Dabei darf der Abstand zwischen Rutenspitze und Wasseroberfläche auf keinen Fall zu groß sein – maximal 30 Zentimeter. Ansonsten greift der Wind in die Schnur und macht eine ruhige Köderführung unmöglich. Die Schnur zeigt nahezu senkrecht Richtung Gewässergrund. Das ist im Winter sehr wichtig, denn wer diagonal fischt, fängt deutlich weniger.

Dietmar drillt. Warm verpackt macht das Winterangeln großen Spaß.

Durch stückweises Abziehen der Schnur von der geschlossenen Stationärrolle (über die Bremse beziehungsweise durch Druck auf die Baitcaster) oder durch Einkurbeln überflüssiger Leine halte ich den Jig in Grundnähe und die Rutenspitze knapp über dem Wasser.

Lieber schwerer als zu leicht

Der Bleikopf muss, abhängig von der Drift, bedingt durch Wind und Strömung ausreichend Gewicht haben. Denn fangentscheidend ist es, den Köder so natürlich wie möglich anzubieten. Und natürlich heißt in diesem Fall: ruhig, bodennah und in der Schwebe ohne große Schwanzbewegungen.

Ich persönlich fische lieber etwas schwerer als zu leicht. So bin ich auch bei einer starken Brise auf der sicheren Seite, was den Bodenkontakt betrifft. Denn der Hecht liegt am Grund, und wir müssen versuchen, die Gummibeute direkt vor seiner Nase zu platzieren. Genau in Augenhöhe und nicht einen Meter darüber, sonst ist sein Interesse nahezu Null.

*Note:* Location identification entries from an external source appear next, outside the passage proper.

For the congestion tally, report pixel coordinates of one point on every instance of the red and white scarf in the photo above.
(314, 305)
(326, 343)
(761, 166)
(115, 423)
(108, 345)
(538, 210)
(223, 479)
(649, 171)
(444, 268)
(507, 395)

Vertikalfischen im Allgemeinen und ganz besonders auf Hecht ist reine Konzentrationssache. Angler, die mich kennen, wissen, dass ich die Rute kaum bewege. Ich bin quasi ein lebender Rutenhalter. Auf diese Weise fange ich zwar selten die meisten Fische, dafür aber oft die Großen. Dies gilt nicht nur für Barsch und Zander, sondern ganz besonders für den Hecht. Er sieht den schwebenden Gummiköder als natürliche Beute – auch sie bewegt sich im kalten Wasser kaum – und so kommen die Bisse meistens hammerhart.

Slow-Action-Gummis

Statt der üblichen Gummifische mit breitem Tellerschwanz kommen Slow-Aktion-Gummis mit kleinen Schaufeln oder V-Schwänzen zum Einsatz. Meine fünf Favoriten sind der Slug-Go von Lunker City, der Fin-S von Lunker City, der Fork Tail von Fox RAGE, der Pro Shad von Fox RAGE und der Giant Shad von AA-Worms. Die ideale Länge liegt bei 15 bis 23 cm (5,5‘‘ bis 9‘‘). Die Gummis werden am Grund mit einem kurzen aber kräftigen Ruck in Bewegung gesetzt und pendeln dann darüber aus. Dieses ruckartige „Starten“ des Köders ist besonders beim Hecht wichtig, denn nur so schaukeln die weichen, langen Körper nach und erzeugen ihren unwiderstehlichen Reiz.

Schlank und rank müssen sie sein, die perfekten Gummis für den Winterhecht.

Da wir möglichst senkrecht fischen wollen, muss der Köder rasch zum Grund. Optimal ist hier der Rundkopf. Er sinkt er am schnellsten und hält den Gummifisch während der „Ausschwingphase“ am besten in der Waagerechten. Das optimale Gewicht für Angeltiefen von 10 bis 15 m ist 30 g, wenn’s tiefer ist, nehme ich 40-g-Köpfe. Jig-Haken mit kurzem Schenkel und weitem Bogen in den Größen 4/0 und 6/0 sind Garanten für die optimale Köderbewegung. Kommt es zu Fehlbissen, hilft ein Extradrilling am Stinger aus Stahl. Größe 4 reicht bei Gummis von 5,5‘‘ bis 7‘‘ völlig aus, bei längeren Gummifischen nehme ich Größe 2. Wichtig ist, dass der Drilling nicht im letzten Drittel des Gummiköders sitzen darf, ansonsten ist die gewünschte Aktion futsch. Es wird viel über Hardmono oder Fluorocarbon geredet, doch wirklich „hechtsicher“ ist nur ein Vorfach aus Stahl. Meines ist relativ fein (1×19 / 13 oder 18 kg) und 20 cm lang.

Extra-Tipp

Im Prinzip kann von jedem Boot vertikal gefischt werden. Es muss sich nur langsam und kontrolliert bewegen lassen. Erfolgreiche Vertikaler sind in der Lage, ihr Boot selbst bei starkem Seitenwind zentimetergenau auf einem Platz zu halten. Dabei ist ein stufenlos einstellbarer E-Motor von größtem Nutzen. Bei kräftiger Drift oder starkem Wind muss allerdings auch der stärkste E-Motor kapitulieren. Dann hilft nur der 4-Takter. Ein Driftsack erleichtert dem Motor die Arbeit, nimmt sie ihm aber nicht ab.